People with an overactive thyroid may exhibit marked anxiety and tension, emotional lability, impatience and irritability, exaggerated sensitivity to noise, and fluctuating depression with sadness and problems with sleep and the appetite.
All disorders related to, or as a result of can be classified as Mental Disorders due to a General Medical Condition.
According DSM IV (the American Psychiatric Association Classification Book) a mental disorder Due to a General Medical Condition is characterized by the presence of mental symptoms that are judged to be the direct psychological consequence of general medical condition- in that case
There are three disorders that are often associated with Graves’ disease:
1. So called Mood Disorders and more specifically Bipolar Disorder. Bipolar Disorder consists of 2 Main Episodes:
A) Depressed Episode (depressed mood most of the day, nearly every day, feeling of sadness and emptiness, irritable mood, markedly diminished interest or pleasure in almost all activities, significant weight loss when not dieting, insomnia nearly every day ect.
B) Manic episode: A distinct period of abnormality and persistently elevated, expansive, or irritable mood, lasting at least 1 week. During the period of mood disturbance three or more of the following symptoms have persisted: Inflated self- esteem or grandiosity decreased need for sleep, more talkative than usual or pressure to keep talking etc.
2. Anxiety Disorders are the other group of disorders often associated with Graves’ Disease. Panic Attack is often mistaken with the palpitations, accelerated heart rate, shortness of breath etc. Panic Attack is not codable disorder, but in order to be classified as a Panic Attack there should be an intense fear or discomfort.
3. Histrionic Personality Disorder. This personality disorder could be described as a pervasive pattern of excessive emotionally and attention seeking, indicated by the following: is uncomfortable in situations in which he or she is not the center of attention, inappropriate sexually seductive or provocative behavior, rapidly shifting expression of emotions, uses physical appearance to draw attention to self.

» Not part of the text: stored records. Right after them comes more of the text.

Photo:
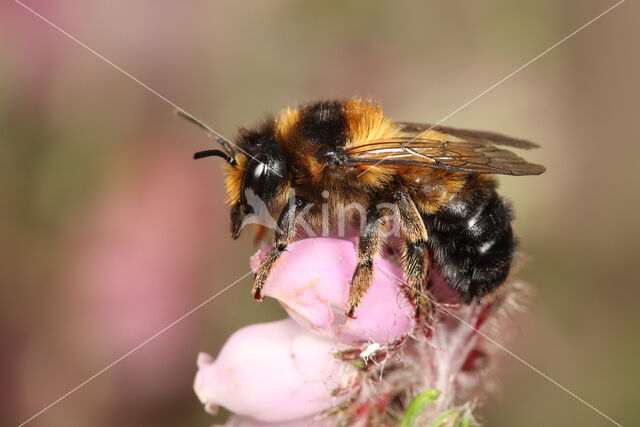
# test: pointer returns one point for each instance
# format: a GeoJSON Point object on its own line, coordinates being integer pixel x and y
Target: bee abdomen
{"type": "Point", "coordinates": [472, 242]}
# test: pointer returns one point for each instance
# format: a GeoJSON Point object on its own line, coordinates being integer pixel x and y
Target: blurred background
{"type": "Point", "coordinates": [110, 231]}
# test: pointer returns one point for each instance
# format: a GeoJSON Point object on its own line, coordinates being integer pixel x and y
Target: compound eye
{"type": "Point", "coordinates": [256, 174]}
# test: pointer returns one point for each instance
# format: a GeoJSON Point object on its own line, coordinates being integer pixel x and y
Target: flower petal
{"type": "Point", "coordinates": [312, 282]}
{"type": "Point", "coordinates": [272, 372]}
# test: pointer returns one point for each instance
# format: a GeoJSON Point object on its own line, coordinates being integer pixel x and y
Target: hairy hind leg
{"type": "Point", "coordinates": [368, 247]}
{"type": "Point", "coordinates": [414, 256]}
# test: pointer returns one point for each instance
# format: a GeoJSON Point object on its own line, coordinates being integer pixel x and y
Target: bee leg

Most of the above mentioned symptoms are definitely present for Graves’ Disease. In fact, most of the times the mental symptoms proceed the disease itself, can be developed together with the disease, or exist separately without no evident connection.
More serious mental disturbances which used to accompany “thyroid crisis”, such as acute psychotic episodes, delirium and fever are rarely seen these days as a result of the improved detection of the illness and availability of effective treatment.
When it comes to Graves’ disease mental health, I believe that all the systems in our body are connected, then when treating one disease any medical doctor should have in mind possible mental symptoms as well. In all case, if any of those symptoms are present due to whatever reason, I suggest that you should consult a psychotherapist or psychologist so you can work on your psychological symptoms as well. If they are all result of your medical condition, when the disease has been treated they are more likely to disappear as well.